Em-Garde: A Propose-Match Framework for Proactive Streaming Video Understanding

Yikai Zheng; Xin Ding; Yifan Yang; Shiqi Jiang; Hao Wu; Qianxi Zhang; Weijun Wang; Ting Cao; Yunxin Liu

Em-Garde: A Propose-Match Framework for Proactive Streaming Video Understanding

Yikai Zheng ,
Xin Ding ,
Yifan Yang ,
Shiqi Jiang ,
Hao Wu ,
Qianxi Zhang ,
Weijun Wang ,
Ting Cao ,
Yunxin Liu

March 2026

arXiv

Recent advances in Streaming Video Understanding has enabled a new interaction paradigm where models respond proactively to user queries. Current proactive VideoLLMs rely on per-frame triggering decision making, which suffers from an efficiency-accuracy dilemma. We propose Em-Garde, a novel framework that decouples semantic understanding from streaming perception.

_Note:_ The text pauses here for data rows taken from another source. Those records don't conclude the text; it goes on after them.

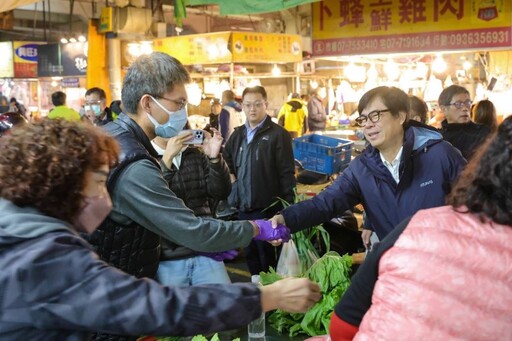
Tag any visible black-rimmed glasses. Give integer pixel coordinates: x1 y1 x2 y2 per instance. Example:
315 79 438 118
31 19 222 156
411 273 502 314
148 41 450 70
155 96 188 110
355 109 390 127
448 99 473 109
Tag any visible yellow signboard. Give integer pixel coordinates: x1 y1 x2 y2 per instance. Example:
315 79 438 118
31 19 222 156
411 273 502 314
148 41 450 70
13 41 46 78
313 0 512 56
0 41 14 78
231 32 302 63
153 32 302 65
98 7 114 33
153 32 232 65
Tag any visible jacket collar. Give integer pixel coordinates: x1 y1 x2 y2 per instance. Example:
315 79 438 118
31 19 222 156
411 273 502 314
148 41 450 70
115 113 158 158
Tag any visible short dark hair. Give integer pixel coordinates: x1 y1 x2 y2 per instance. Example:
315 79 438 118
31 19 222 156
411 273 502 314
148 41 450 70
409 96 428 123
85 87 107 99
52 91 66 107
0 120 119 222
437 84 469 106
242 85 267 101
121 52 190 115
471 99 498 131
357 86 410 124
447 116 512 225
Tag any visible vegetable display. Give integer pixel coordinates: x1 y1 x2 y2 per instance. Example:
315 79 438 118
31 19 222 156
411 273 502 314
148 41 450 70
260 251 352 337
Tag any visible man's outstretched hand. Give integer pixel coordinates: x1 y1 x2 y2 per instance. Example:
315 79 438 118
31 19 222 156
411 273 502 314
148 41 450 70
253 219 291 242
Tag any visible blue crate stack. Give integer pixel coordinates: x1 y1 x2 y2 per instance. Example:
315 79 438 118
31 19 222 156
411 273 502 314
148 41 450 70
293 134 354 175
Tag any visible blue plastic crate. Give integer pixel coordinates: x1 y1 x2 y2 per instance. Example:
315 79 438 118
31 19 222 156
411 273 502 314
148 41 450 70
293 134 354 175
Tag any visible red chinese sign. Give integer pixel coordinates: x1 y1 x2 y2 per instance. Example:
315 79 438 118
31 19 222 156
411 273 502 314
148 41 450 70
313 0 512 56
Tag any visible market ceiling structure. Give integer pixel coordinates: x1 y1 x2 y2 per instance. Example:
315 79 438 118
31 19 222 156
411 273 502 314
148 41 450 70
0 0 319 18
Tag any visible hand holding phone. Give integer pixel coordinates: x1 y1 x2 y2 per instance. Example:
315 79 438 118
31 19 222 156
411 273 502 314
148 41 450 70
184 129 204 144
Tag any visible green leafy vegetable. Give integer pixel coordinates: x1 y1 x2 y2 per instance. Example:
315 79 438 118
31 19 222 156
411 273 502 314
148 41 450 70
260 251 352 337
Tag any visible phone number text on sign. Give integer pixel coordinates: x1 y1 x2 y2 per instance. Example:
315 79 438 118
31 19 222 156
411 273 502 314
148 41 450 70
313 27 512 56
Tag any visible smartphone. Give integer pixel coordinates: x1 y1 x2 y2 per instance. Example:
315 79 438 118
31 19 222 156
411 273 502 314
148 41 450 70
181 129 204 144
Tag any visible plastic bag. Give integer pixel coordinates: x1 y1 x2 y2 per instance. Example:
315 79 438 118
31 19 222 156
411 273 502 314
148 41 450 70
276 239 302 277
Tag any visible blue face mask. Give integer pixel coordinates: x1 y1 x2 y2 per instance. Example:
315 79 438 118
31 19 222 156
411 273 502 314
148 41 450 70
91 104 101 117
84 104 101 117
146 96 187 138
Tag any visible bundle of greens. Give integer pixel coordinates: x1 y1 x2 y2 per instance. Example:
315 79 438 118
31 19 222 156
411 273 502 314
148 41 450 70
260 251 352 337
266 188 331 274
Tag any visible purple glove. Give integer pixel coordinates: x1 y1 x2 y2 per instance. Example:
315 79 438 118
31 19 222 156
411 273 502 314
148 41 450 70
253 219 290 242
198 250 238 262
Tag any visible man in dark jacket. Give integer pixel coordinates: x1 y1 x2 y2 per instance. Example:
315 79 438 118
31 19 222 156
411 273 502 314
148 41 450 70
151 130 237 286
87 52 287 339
272 86 466 245
308 88 327 132
438 85 490 160
223 86 295 275
219 90 245 142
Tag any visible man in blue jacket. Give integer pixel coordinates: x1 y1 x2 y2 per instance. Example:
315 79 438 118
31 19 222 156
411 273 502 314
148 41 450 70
272 86 466 245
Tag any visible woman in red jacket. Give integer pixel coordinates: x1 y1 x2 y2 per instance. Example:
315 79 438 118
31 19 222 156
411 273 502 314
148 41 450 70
330 117 512 341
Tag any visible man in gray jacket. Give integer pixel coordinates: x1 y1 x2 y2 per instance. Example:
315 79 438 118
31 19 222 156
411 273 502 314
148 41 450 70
83 52 289 339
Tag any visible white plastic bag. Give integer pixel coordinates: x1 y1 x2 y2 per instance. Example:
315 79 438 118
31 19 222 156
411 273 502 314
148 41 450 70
276 239 302 277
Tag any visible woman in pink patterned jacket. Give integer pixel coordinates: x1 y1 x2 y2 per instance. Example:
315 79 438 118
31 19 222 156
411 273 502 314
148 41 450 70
330 117 512 341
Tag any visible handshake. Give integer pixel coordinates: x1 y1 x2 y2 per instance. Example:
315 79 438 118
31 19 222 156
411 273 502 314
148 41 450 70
198 219 291 262
252 219 291 243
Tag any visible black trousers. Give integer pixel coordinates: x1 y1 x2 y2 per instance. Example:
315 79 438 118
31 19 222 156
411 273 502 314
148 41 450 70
238 210 282 275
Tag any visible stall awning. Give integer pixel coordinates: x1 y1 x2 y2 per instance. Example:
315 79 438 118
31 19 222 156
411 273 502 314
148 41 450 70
180 0 319 15
0 0 39 13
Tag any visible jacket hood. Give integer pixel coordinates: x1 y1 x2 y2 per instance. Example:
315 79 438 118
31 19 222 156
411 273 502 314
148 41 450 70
406 120 443 150
0 199 76 246
226 101 242 111
359 120 443 184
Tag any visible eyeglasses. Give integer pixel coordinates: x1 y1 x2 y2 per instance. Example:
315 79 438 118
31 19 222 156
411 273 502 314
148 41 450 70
355 109 391 127
85 100 102 105
242 102 265 111
154 96 188 110
448 99 473 109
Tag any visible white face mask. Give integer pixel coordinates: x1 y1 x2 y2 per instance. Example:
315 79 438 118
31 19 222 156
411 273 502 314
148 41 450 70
146 96 188 138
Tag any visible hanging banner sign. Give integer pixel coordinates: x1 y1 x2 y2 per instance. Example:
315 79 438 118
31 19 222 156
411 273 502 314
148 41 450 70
0 41 14 78
231 32 302 63
37 44 64 77
153 32 232 65
313 0 512 56
60 42 89 76
37 42 88 77
13 41 46 78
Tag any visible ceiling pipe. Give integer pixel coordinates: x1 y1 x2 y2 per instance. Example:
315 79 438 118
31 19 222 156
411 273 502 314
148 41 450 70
162 5 266 21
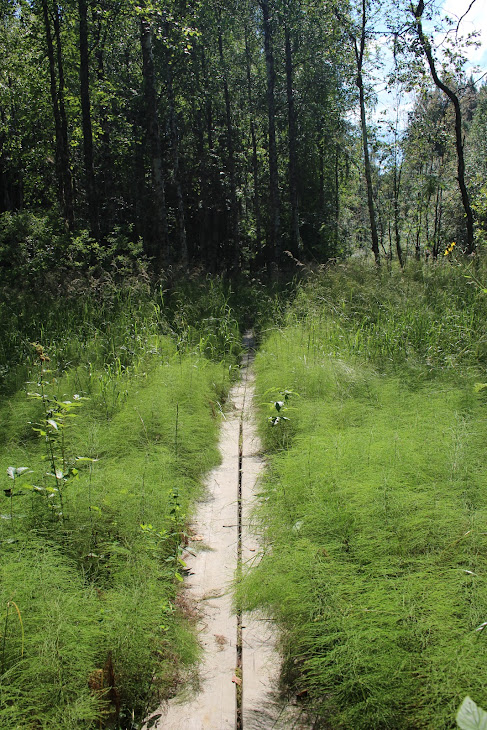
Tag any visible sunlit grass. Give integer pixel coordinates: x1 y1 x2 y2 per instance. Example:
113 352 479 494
242 260 487 730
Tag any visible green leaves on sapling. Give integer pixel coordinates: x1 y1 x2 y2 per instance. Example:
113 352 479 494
457 695 487 730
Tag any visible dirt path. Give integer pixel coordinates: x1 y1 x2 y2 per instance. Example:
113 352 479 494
144 335 307 730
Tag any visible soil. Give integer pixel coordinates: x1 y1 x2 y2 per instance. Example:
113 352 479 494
144 334 309 730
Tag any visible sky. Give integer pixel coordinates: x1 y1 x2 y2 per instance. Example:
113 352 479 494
372 0 487 129
443 0 487 78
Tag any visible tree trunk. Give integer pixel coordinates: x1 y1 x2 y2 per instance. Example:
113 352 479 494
260 0 281 276
350 0 380 265
78 0 100 238
393 159 404 269
218 11 240 271
284 27 302 255
54 4 74 230
140 17 169 268
245 26 262 248
167 59 188 269
411 0 475 254
96 39 115 230
42 0 72 225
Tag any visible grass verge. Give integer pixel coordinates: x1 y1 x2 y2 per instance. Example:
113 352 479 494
241 265 487 730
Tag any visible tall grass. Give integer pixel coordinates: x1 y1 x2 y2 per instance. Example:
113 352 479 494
241 258 487 730
0 274 244 730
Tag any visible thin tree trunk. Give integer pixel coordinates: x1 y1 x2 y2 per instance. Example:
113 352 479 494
42 0 65 222
96 41 115 233
245 26 262 248
260 0 281 275
167 59 188 268
140 18 169 267
411 0 475 254
78 0 100 237
393 159 404 269
218 11 240 271
54 4 74 229
284 27 302 254
350 0 380 265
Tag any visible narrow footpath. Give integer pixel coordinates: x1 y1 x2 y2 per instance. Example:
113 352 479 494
144 334 308 730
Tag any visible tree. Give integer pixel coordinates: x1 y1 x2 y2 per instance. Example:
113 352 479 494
410 0 475 254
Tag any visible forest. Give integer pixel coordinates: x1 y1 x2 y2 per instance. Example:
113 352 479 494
0 0 487 730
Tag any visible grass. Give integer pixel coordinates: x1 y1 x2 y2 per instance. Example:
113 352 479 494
241 258 487 730
0 274 248 730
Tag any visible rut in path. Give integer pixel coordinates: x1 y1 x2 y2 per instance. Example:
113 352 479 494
144 334 309 730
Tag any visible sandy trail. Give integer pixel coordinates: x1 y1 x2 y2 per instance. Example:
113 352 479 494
144 337 308 730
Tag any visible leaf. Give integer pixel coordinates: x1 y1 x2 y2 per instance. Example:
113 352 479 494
457 695 487 730
7 466 32 479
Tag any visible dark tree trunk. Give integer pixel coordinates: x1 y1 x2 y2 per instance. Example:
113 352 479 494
284 27 302 254
411 0 475 254
78 0 100 238
393 160 404 269
218 11 240 271
42 0 73 221
140 18 169 268
245 26 262 248
350 0 380 265
54 4 74 229
96 40 115 228
167 59 188 268
260 0 281 275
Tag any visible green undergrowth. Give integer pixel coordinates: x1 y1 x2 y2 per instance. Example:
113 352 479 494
0 274 246 730
240 258 487 730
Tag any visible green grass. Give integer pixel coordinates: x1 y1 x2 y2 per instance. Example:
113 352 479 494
241 258 487 730
0 274 248 730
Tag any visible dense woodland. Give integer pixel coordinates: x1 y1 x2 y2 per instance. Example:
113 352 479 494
0 0 487 276
4 0 487 730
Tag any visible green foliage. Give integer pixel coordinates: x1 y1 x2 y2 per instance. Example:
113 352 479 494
457 696 487 730
243 258 487 730
0 276 238 730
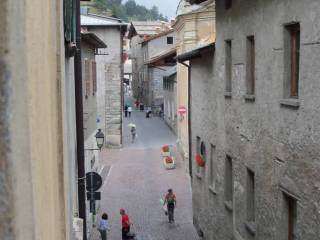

At query time, the Instruction-Guided Proposal Parser transforms user queries into structured, perceptually grounded visual proposals; during streaming, a Lightweight Proposal Matching Module performs efficient embedding-based matching to trigger responses. Experiments on StreamingBench and OVO-Bench demonstrate consistent improvements over prior models in proactive response accuracy and efficiency, validating an effective solution for proactive video understanding under strict computational constraints.